Впрочем, что было Адлеру до ее воспоминаний! Его взор был обращен теперь только в будущее. Прошлого не было, настоящее казалось лишь холодной, готовой вот-вот погаснуть искрой. Зато все предстоящее было манящим и бесконечным. Оно было безопасным и осязаемым. Оно предполагало идеальный порядок, где все вещи стояли на правильных местах и где все было уравновешенно. Во всем были парность и гармония. Во всем были правильные порции света и тени. У каждого верха находился свой низ, у каждого черного — свое белое, а у левого — правое. Только у рая не было ада, потому что ада не было совсем.
Он вертел в руках резиновый глобус и знал наверное, что будущее возможно везде, кроме Европы, которая была похожа на многокомнатную квартиру со сквозняками, с хлопающими дверьми, с нежданным появлением каких-то совсем нежелательных жильцов, казавшихся гостями из прошлого.

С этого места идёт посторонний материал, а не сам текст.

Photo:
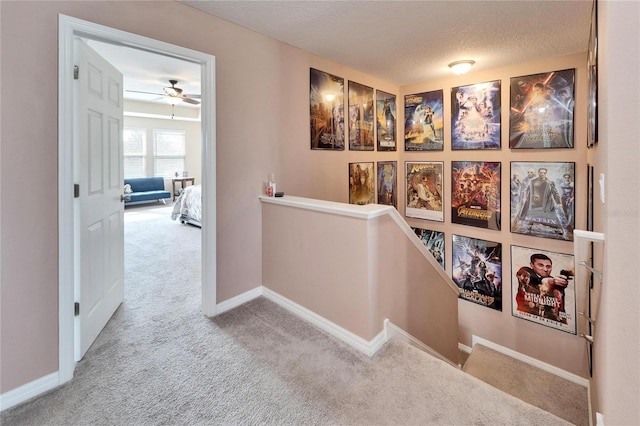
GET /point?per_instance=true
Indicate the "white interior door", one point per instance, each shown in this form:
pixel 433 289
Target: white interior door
pixel 98 170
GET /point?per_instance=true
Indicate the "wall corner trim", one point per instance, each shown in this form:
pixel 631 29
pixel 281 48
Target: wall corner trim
pixel 532 361
pixel 369 348
pixel 28 390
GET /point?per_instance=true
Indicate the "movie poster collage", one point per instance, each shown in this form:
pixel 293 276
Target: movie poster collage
pixel 541 200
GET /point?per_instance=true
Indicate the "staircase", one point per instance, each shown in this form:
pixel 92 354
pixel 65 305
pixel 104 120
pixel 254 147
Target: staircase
pixel 533 385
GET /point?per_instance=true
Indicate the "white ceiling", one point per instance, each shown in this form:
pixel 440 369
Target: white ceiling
pixel 150 72
pixel 400 41
pixel 412 41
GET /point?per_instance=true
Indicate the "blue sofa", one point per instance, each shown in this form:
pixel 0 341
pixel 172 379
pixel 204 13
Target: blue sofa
pixel 146 190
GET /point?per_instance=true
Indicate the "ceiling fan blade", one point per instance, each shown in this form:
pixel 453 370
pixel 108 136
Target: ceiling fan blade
pixel 148 93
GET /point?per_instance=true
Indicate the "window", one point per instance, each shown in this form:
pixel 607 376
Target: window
pixel 169 148
pixel 134 149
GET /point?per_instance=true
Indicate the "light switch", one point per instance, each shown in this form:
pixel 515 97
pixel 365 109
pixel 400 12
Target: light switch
pixel 601 182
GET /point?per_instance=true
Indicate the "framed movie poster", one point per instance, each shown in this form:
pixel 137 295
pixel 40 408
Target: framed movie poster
pixel 362 183
pixel 541 114
pixel 542 199
pixel 360 117
pixel 475 116
pixel 542 288
pixel 424 190
pixel 477 270
pixel 592 70
pixel 326 102
pixel 424 121
pixel 475 193
pixel 433 241
pixel 386 121
pixel 388 183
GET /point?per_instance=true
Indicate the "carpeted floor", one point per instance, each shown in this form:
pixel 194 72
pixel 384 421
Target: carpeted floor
pixel 538 387
pixel 159 361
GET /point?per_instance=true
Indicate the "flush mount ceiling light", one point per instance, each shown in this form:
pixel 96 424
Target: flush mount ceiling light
pixel 173 100
pixel 461 67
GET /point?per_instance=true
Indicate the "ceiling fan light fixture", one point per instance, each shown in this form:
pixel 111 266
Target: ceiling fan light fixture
pixel 461 67
pixel 173 100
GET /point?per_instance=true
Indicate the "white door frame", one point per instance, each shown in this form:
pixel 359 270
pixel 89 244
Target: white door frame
pixel 67 240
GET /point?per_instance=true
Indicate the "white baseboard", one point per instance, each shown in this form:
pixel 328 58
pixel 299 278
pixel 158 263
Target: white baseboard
pixel 369 348
pixel 532 361
pixel 28 391
pixel 395 332
pixel 238 300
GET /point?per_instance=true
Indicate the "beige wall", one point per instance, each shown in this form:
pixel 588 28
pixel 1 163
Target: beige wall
pixel 551 346
pixel 262 127
pixel 616 390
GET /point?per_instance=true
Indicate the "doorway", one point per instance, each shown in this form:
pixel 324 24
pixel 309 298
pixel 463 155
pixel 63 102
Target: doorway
pixel 70 28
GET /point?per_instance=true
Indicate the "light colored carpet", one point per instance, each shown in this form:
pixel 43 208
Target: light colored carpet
pixel 159 361
pixel 531 384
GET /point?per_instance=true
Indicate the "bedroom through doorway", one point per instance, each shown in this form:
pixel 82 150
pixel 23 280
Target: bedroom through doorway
pixel 70 30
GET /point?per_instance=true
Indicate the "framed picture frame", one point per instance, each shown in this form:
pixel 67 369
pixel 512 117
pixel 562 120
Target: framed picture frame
pixel 424 121
pixel 475 193
pixel 326 111
pixel 362 183
pixel 361 117
pixel 386 114
pixel 592 70
pixel 425 190
pixel 477 270
pixel 543 199
pixel 433 241
pixel 475 116
pixel 542 110
pixel 542 288
pixel 387 187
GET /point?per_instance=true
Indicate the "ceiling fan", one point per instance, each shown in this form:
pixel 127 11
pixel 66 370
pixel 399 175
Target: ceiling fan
pixel 173 94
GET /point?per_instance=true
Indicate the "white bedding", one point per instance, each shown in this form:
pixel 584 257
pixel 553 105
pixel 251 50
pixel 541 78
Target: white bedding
pixel 188 206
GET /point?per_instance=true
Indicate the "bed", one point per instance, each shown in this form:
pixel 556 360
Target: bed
pixel 188 206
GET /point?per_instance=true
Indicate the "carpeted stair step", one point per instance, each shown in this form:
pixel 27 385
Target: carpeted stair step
pixel 540 388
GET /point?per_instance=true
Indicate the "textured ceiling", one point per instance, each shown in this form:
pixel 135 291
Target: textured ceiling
pixel 412 41
pixel 403 42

Оставалось поакать. Оставались Африка, Азия, Австралия и Америка. Врожденный консерватизм и смутное недоверие к экзотическим местам, где к тому же по самым беглым антропологическим вычислениям было бы невозможно слиться с толпой, уменьшили список ровно на три четверти. Теперь речь шла только об Америке, вернее северной ее половине, так как Адлер не мог отнести себя к любителям ни самбы, ни танго, ни румбы.
Все это было трудноватенько объяснить вслух, особенно иноязычному собеседнику в американской чиновничьей форме, который ведал визами и который не пришлепнул печатью невидимое насекомое в адлеровских паспортах, а попросил принести еще какие-то документы и справки.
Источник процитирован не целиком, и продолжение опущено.